Could it be true? For a moment, I imagined Darcy relaxed at a cafe in an airport lounge, waiting to catch the next flight. Then Darcy’s wife Amie texted us that she had heard back from the Canadian embassy with the confirmation that he had been aboard the plane.

I could hardly breathe. The final confirmation would come that evening, when the Royal Canadian Mounted Police visited Darcy’s parents in Edmonton with the formal notification. But before then, I knew it was for me to steer our MAPS ship through this storm.

First, I had to share the devastating news with our group. I quickly dressed, then gathered them for an emergency remote video meeting. How could I shelter those I love, and who loved Darcy, from inevitable heartbreak?

With my eyes welling up and emotion gripping my throat, I turned to Rishi and whispered, “What can I possibly say?” The distress on his face mirroring my own, we gazed at each other for a moment that seemed like an eternity. I had to steady our crew and keep us on course, though my inner and outer world felt as if a hurricane had struck.

As the statement of Darcy’s death left my lips, I watched faces of team members crumple into shock and grief. Surges of pain pressed behind my chest as though it was going to explode. But I knew that the group was looking to me, in their anguish and disbelief, for guidance to make sense of this unimaginable turn of events.

Through tears, I kept the meeting focused on gratitude for Darcy. Then we held a few minutes of silence and visualized angels carrying him onward.

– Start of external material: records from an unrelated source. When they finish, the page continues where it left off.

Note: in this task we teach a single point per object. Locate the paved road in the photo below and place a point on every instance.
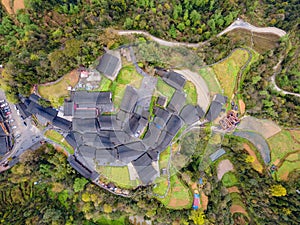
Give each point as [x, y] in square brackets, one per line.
[30, 135]
[201, 87]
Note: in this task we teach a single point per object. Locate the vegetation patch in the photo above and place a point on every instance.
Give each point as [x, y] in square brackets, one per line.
[59, 139]
[228, 70]
[209, 76]
[229, 179]
[118, 175]
[191, 92]
[283, 143]
[57, 91]
[164, 89]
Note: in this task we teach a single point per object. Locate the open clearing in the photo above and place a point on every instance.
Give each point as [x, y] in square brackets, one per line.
[228, 70]
[59, 139]
[118, 175]
[210, 79]
[164, 89]
[266, 128]
[57, 91]
[223, 167]
[255, 164]
[190, 90]
[229, 179]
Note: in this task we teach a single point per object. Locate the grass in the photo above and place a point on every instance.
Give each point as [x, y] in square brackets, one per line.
[56, 93]
[283, 143]
[190, 90]
[126, 76]
[118, 175]
[178, 197]
[229, 179]
[165, 89]
[227, 71]
[209, 76]
[59, 139]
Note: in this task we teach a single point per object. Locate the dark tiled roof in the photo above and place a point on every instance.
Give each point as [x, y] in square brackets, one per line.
[129, 100]
[175, 80]
[108, 64]
[173, 125]
[85, 125]
[177, 102]
[62, 123]
[68, 108]
[190, 114]
[214, 111]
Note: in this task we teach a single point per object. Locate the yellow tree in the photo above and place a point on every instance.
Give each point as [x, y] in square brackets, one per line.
[278, 190]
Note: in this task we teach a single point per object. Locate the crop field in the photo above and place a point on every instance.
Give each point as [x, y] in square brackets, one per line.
[209, 76]
[118, 175]
[229, 179]
[285, 152]
[179, 196]
[164, 89]
[191, 92]
[228, 70]
[59, 139]
[56, 92]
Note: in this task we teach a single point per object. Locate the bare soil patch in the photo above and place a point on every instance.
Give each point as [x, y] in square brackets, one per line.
[242, 106]
[255, 164]
[233, 189]
[6, 4]
[18, 4]
[224, 167]
[237, 209]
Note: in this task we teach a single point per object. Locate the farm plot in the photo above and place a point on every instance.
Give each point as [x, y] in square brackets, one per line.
[118, 175]
[266, 128]
[258, 141]
[227, 70]
[55, 92]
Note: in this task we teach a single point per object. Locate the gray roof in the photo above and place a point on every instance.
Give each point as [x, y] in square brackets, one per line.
[129, 100]
[217, 154]
[68, 108]
[190, 114]
[177, 102]
[175, 80]
[108, 64]
[173, 125]
[214, 111]
[85, 125]
[62, 123]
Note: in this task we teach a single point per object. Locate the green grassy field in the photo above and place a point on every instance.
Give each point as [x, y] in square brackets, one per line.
[56, 93]
[229, 179]
[59, 139]
[228, 70]
[209, 76]
[118, 175]
[190, 90]
[164, 89]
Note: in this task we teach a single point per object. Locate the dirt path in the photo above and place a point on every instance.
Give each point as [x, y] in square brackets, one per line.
[203, 96]
[224, 167]
[255, 164]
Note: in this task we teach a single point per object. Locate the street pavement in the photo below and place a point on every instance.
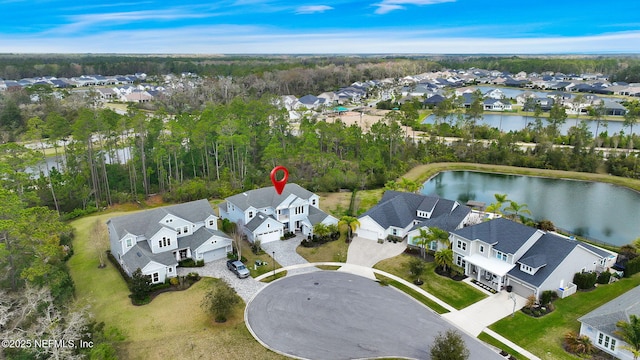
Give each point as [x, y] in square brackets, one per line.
[335, 315]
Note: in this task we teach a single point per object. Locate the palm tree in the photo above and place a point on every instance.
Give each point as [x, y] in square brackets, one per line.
[516, 208]
[351, 223]
[444, 258]
[630, 333]
[422, 240]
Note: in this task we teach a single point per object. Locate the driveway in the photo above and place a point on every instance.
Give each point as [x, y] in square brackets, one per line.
[246, 288]
[367, 253]
[285, 254]
[335, 315]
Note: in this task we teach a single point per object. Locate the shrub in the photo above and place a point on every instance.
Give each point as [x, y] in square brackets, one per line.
[604, 277]
[632, 267]
[547, 297]
[584, 280]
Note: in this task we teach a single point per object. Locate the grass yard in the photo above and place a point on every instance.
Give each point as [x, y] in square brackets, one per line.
[455, 293]
[172, 326]
[414, 294]
[543, 336]
[333, 251]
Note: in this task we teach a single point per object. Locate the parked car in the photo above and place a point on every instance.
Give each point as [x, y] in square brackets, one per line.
[238, 268]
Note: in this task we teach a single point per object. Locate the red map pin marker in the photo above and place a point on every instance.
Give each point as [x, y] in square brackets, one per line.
[279, 184]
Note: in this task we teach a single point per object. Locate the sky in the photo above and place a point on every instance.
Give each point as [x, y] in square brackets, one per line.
[321, 26]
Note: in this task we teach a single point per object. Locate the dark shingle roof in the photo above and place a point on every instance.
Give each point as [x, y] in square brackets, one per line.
[505, 235]
[606, 316]
[140, 255]
[547, 253]
[267, 196]
[147, 222]
[399, 209]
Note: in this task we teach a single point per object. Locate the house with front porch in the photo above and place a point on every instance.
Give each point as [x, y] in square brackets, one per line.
[403, 214]
[600, 324]
[156, 240]
[501, 253]
[266, 215]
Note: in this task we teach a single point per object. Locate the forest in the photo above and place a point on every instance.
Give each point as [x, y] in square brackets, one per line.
[225, 136]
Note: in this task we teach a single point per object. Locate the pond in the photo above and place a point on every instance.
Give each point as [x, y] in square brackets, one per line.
[598, 211]
[510, 122]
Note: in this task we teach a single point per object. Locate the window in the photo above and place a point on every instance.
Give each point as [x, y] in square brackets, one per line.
[501, 256]
[606, 342]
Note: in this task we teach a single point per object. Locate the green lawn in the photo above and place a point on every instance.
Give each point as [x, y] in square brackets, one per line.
[543, 336]
[455, 293]
[414, 294]
[333, 251]
[172, 326]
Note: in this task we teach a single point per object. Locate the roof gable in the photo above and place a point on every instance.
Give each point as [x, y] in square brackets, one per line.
[505, 235]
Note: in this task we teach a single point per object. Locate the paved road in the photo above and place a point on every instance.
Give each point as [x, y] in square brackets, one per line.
[335, 315]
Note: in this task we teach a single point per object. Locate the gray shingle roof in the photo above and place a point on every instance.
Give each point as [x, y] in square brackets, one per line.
[399, 209]
[267, 196]
[147, 222]
[606, 316]
[140, 255]
[505, 235]
[550, 250]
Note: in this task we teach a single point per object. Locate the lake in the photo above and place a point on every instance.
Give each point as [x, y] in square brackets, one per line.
[510, 122]
[599, 211]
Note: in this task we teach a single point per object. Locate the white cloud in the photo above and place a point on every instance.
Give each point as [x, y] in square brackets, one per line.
[390, 5]
[233, 39]
[311, 9]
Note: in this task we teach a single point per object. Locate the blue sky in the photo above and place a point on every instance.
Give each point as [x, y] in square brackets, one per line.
[320, 27]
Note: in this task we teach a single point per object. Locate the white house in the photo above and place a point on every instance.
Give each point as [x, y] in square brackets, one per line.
[502, 253]
[600, 324]
[155, 240]
[402, 214]
[265, 215]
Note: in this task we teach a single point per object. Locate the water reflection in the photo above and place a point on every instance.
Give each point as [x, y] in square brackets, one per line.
[600, 211]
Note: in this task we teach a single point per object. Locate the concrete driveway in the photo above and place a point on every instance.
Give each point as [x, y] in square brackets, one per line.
[335, 315]
[246, 288]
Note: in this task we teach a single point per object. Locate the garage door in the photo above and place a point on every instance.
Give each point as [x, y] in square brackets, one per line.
[520, 289]
[367, 234]
[214, 255]
[268, 236]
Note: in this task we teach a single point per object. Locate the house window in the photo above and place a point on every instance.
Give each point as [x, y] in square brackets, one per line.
[501, 256]
[606, 342]
[462, 245]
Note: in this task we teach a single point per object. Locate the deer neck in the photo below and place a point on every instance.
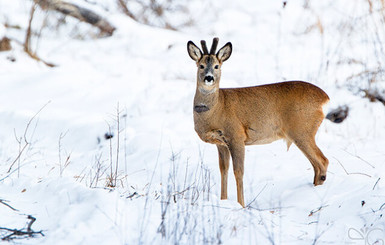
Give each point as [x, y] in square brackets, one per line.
[205, 100]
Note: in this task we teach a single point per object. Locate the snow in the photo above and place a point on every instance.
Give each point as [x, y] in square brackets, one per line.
[139, 85]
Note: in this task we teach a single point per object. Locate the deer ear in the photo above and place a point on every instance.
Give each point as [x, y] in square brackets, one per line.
[225, 52]
[194, 52]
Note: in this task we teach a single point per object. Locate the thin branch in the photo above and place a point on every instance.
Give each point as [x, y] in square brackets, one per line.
[26, 142]
[348, 172]
[6, 204]
[27, 42]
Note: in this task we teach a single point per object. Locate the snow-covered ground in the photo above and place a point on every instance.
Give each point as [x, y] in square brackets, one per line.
[138, 85]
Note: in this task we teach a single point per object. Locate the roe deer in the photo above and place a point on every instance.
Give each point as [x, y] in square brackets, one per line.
[235, 117]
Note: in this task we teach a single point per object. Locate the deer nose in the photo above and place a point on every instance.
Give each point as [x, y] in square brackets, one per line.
[209, 79]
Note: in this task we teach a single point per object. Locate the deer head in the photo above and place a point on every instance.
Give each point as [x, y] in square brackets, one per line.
[209, 64]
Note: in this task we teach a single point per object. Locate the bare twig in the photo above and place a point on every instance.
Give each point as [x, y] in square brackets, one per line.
[79, 13]
[376, 183]
[24, 138]
[27, 42]
[15, 233]
[6, 204]
[348, 172]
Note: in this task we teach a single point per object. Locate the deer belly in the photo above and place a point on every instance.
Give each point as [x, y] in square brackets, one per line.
[214, 137]
[262, 137]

In the chaos of the storm, our group united in grief and love. Darcy had demonstrated his commitment to MAPS every day. His legacy would be what MAPS is about: the courage that recognizes our inherent interconnection and the action that arises out of compassion for all.

Each one of us resolved to move MAPS forward with the same courage Darcy had. Vandana immediately volunteered to shift to Kenya time and be available by videoconference for Darcy’s scheduled meetings, which ran through the night for her in Vancouver. I asked Omesa if he would be willing to carry on in Darcy’s absence at UNEA-4, to which he graciously agreed.

Like lightning in the dark, insights flashed into my mind for our next steps. I assigned tasks to my colleagues and, as much as we were able in those initial hours, we mobilized for MAPS, as Darcy would have wanted us to.